DataSafe Local BackUp 2.0 Basic

PC-Restore, Dim/Insp

Accessory Kit, Aurora, Eng

Dell Resource DVD with Application Backup

No Mouse

AlienFX Color, Quasar Blue

ADOBE READER 9.0 MULTI- LANGUAGE

Single Drive: 24X CD/DVD burner (DVD+/-RW) w/double layer write capability
NERO 9, ANW

Cyberlink Power DVD 8.3 Playback with Kit

Sound Blaster X-Fi Xtreme Audio

Automatic Updates: Critical Updates Only

Alienhead Glow



Alienhead Chrome Blue

Killer Xeno Pro

Alienware High-Performance Liquid Cooling


----------



## Wrench97 (May 10, 2008)

You could built it yourself cheaper, with a better Video Card and Power Supply> http://www.techsupportforum.com/f25...evised-2010-and-updated-regularly-448272.html

The 920 is at End of Life and been replaced by the 930 with hyper-threading.
Liquid cooling is not all it's cracked up to be there are issues with corrosion in the water blocks and as we all know electronics and liquid don't mix well.


----------



## hhnq04 (Mar 19, 2008)

wrench97 said:


> You could built it yourself cheaper, with a better Video Card and Power Supply> http://www.techsupportforum.com/f25...evised-2010-and-updated-regularly-448272.html
> 
> The 920 is at End of Life and been replaced by the 930 with hyper-threading.
> Liquid cooling is not all it's cracked up to be there are issues with corrosion in the water blocks and as we all know electronics and liquid don't mix well.


Good advice right there.

Building it yourself is easier than you may think. And you'll end up with a high quality build, satisfaction from doing it yourself, and a pocket full of money.


----------



## Tyree (May 10, 2009)

Same advice as the preceding posts. Our suggested builds are good quality so you save money and get better hardware.:grin:


----------



## Tumbleweed36 (May 14, 2005)

Another advantage of building it yourself. If anything goes wrong with an Alienware brand name computer, you can't do anything to try to correct the issue yourself or you risk voiding their warranty.

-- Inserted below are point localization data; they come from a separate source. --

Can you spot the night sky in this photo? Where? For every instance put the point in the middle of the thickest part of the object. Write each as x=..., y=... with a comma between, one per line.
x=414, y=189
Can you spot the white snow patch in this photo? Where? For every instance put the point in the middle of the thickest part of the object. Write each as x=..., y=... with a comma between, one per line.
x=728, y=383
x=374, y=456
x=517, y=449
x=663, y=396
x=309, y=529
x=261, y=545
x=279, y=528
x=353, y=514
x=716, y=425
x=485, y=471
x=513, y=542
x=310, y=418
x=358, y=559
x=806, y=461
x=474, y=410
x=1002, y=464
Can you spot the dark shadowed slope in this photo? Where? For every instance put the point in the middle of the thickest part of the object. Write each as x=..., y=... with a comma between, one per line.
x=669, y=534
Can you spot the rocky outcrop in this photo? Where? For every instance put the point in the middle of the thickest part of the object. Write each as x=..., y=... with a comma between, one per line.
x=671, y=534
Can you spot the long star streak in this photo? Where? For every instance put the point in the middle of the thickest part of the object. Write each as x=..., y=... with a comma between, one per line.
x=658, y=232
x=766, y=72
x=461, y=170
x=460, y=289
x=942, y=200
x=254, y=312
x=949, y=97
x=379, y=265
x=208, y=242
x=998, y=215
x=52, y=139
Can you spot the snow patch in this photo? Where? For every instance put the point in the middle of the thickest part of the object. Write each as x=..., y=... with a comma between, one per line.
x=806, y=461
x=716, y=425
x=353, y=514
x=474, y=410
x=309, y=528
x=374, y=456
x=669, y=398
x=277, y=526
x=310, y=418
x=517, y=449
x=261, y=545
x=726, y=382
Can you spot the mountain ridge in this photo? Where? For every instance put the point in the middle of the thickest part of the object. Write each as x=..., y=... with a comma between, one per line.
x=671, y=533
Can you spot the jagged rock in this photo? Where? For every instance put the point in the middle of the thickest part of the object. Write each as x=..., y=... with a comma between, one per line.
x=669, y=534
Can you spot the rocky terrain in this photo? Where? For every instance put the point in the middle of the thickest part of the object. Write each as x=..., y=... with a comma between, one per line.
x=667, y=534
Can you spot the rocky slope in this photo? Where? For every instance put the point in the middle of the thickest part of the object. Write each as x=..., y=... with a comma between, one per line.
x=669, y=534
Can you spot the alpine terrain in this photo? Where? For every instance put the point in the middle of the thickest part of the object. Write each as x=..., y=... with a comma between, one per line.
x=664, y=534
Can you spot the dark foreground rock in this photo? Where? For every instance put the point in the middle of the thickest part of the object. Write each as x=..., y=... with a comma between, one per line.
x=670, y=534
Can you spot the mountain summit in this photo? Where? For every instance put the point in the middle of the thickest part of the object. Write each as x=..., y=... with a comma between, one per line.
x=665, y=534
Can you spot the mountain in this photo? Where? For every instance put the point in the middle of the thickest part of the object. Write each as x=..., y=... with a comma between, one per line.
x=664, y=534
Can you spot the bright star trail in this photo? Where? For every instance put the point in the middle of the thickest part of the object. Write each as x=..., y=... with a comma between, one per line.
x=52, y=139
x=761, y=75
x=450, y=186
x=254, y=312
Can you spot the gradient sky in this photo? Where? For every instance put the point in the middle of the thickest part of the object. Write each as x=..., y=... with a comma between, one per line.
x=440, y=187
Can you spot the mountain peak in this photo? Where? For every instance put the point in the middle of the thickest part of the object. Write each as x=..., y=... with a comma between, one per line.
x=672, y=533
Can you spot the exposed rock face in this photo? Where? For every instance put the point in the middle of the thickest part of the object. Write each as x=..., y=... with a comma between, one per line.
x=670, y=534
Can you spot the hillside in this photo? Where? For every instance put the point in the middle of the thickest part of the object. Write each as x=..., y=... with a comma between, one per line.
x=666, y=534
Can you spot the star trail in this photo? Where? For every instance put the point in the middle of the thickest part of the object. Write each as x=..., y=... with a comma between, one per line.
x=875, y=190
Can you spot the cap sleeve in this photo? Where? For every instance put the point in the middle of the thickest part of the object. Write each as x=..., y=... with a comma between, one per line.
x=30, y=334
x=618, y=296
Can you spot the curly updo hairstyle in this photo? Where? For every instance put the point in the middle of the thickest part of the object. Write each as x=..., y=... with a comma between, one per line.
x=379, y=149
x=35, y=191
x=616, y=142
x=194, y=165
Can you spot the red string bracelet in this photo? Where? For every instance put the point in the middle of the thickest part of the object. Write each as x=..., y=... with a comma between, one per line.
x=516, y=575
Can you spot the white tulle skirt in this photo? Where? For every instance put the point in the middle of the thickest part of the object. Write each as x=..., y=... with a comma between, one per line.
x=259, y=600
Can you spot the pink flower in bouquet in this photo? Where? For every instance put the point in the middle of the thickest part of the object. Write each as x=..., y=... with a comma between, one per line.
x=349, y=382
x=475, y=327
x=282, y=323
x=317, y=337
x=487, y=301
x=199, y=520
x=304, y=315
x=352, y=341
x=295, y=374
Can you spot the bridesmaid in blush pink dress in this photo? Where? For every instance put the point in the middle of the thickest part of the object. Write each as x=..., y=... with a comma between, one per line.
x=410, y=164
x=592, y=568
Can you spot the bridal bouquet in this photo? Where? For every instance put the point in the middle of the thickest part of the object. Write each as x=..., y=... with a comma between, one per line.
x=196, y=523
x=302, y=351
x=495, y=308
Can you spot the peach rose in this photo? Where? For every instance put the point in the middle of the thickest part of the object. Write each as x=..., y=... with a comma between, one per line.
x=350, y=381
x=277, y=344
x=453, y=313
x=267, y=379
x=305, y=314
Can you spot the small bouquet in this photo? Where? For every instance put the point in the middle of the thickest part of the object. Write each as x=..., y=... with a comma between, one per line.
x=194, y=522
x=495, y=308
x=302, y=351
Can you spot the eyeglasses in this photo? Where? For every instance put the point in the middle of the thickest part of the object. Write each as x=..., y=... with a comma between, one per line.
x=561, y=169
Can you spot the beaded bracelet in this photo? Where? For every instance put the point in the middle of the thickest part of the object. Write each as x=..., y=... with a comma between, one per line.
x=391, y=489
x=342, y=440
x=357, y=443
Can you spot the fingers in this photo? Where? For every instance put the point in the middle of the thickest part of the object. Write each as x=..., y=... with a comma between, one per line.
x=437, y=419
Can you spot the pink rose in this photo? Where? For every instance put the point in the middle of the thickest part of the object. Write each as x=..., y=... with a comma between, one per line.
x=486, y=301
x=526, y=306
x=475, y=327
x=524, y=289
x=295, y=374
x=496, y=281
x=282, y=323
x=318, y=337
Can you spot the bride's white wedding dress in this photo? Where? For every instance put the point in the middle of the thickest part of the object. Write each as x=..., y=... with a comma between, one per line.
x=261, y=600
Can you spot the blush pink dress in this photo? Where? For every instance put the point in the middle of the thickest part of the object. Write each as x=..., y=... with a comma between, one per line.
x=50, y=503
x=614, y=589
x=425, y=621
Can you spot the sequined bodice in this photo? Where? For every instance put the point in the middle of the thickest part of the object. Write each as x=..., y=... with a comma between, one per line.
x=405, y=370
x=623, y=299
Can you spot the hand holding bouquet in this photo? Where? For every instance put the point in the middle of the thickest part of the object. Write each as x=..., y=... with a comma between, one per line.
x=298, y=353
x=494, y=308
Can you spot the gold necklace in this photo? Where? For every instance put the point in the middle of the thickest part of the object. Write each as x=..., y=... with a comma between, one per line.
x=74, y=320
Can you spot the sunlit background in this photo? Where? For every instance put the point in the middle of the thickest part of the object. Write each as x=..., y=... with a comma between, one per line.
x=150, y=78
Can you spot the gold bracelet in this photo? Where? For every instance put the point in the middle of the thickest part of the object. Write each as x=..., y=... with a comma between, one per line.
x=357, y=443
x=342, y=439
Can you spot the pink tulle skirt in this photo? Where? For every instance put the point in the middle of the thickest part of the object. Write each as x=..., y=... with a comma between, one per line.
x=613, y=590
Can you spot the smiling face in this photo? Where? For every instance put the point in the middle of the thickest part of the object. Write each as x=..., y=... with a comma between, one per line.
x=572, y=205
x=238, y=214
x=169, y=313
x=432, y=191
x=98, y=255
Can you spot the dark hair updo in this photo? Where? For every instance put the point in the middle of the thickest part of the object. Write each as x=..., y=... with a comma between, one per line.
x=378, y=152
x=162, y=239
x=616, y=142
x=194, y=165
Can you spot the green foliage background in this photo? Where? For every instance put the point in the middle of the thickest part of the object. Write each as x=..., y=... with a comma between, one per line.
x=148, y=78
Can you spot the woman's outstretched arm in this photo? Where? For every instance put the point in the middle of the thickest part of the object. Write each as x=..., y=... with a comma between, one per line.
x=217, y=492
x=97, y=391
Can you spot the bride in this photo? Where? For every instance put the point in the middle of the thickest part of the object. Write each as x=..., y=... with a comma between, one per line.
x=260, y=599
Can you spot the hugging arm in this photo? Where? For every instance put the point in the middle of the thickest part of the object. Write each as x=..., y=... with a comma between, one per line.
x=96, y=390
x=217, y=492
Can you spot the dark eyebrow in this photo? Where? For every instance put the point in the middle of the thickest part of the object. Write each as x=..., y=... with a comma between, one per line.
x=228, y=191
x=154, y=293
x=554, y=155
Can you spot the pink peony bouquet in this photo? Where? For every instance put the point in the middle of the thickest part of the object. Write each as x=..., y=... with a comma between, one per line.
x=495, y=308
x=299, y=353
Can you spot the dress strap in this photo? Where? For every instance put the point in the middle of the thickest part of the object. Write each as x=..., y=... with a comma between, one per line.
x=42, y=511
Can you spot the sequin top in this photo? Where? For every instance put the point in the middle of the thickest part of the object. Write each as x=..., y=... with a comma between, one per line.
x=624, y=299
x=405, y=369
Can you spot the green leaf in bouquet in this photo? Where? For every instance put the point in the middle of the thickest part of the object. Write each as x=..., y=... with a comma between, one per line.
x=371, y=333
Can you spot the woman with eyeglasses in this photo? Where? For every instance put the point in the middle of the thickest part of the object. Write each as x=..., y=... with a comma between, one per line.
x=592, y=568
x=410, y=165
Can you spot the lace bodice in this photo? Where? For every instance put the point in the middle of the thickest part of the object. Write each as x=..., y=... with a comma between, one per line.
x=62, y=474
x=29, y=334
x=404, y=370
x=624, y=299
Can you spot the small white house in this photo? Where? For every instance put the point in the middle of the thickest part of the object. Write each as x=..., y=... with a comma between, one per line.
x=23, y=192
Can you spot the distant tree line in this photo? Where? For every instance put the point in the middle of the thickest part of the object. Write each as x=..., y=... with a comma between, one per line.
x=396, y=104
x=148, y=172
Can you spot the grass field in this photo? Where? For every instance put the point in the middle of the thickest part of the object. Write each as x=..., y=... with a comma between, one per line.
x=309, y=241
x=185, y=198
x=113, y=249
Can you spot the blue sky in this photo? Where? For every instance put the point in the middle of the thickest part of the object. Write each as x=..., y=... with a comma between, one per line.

They are really picky about that issue, so you need to consider how long it takes to send it in and get it back if you have difficulties (and someplace along the line most computers do have some issues to deal with).


----------



## mrnachos38 (May 13, 2010)

@Tumbleweed36 I really dont trust myself at building a computer no matter how great the instructions are... i'll always mess up 

@Wrench97 I looked up the i7 920 and the i7 930 and i found out that 920 actualy has hyperthreading... anyways what is hyperthreading? and btw is the water cooling problem often? cuz i ordered my computer a while ago already and i'm getting nervous cuz u mentioned that


----------



## Wrench97 (May 10, 2008)

From time to time the fluid needs to be changed, and the hoses checked for cracks, or hardening which will lead to cracking over time, just like in a car.


----------



## mrnachos38 (May 13, 2010)

k ty. and by looking at the specs of the computer, will it support games such as modern warfare 2 for pc? I'm a gamer so i dont mean just play, but run very smoothly and resolutions such as 1024x768 +


----------



## Tyree (May 10, 2009)

My first concern would be the quality of the 850W PSU. Prebuilt PC's, and Alienware is certainly no exception, very often cut corners on hardware and particularly PSU's.


----------



## mrnachos38 (May 13, 2010)

i'm sorry tyree.. but i'm not really much of a computer person so... wat ur saying is that the 850W PSU (??? WTH is a psu???) quality may limit the gameplay


----------



## Tyree (May 10, 2009)

A poor quality PSU (Power Supply Unit) can do physical harm to primary components (i.e. GPU-CPU-Mobo).


----------



## grimx133 (Jan 15, 2008)

The water cooling will be a sealed unit, maintenance free sort of thing. They're usually about as efficient as high end air cooling. The maintenance aspect of water comes in with custom loops, they're a bit more complicated, and you have to keep on top of them. Much better cooling performance though.


----------



## mrnachos38 (May 13, 2010)

so would the psu vary by what type of outlet i have or can i get a better power supply unit (PSU)


----------



## mrnachos38 (May 13, 2010)

and btw u guys are worring me D: so is this computer still good for gaming (such as modern warfare 2 on resolutions such as 1680x1050) or is it gonna be a total failure


----------



## Wrench97 (May 10, 2008)

It will game alright, I think the main point is for the money you can do better building rather then buying.


----------



## mrnachos38 (May 13, 2010)

so will it game stuff like modern warfare 2 on high resolutions?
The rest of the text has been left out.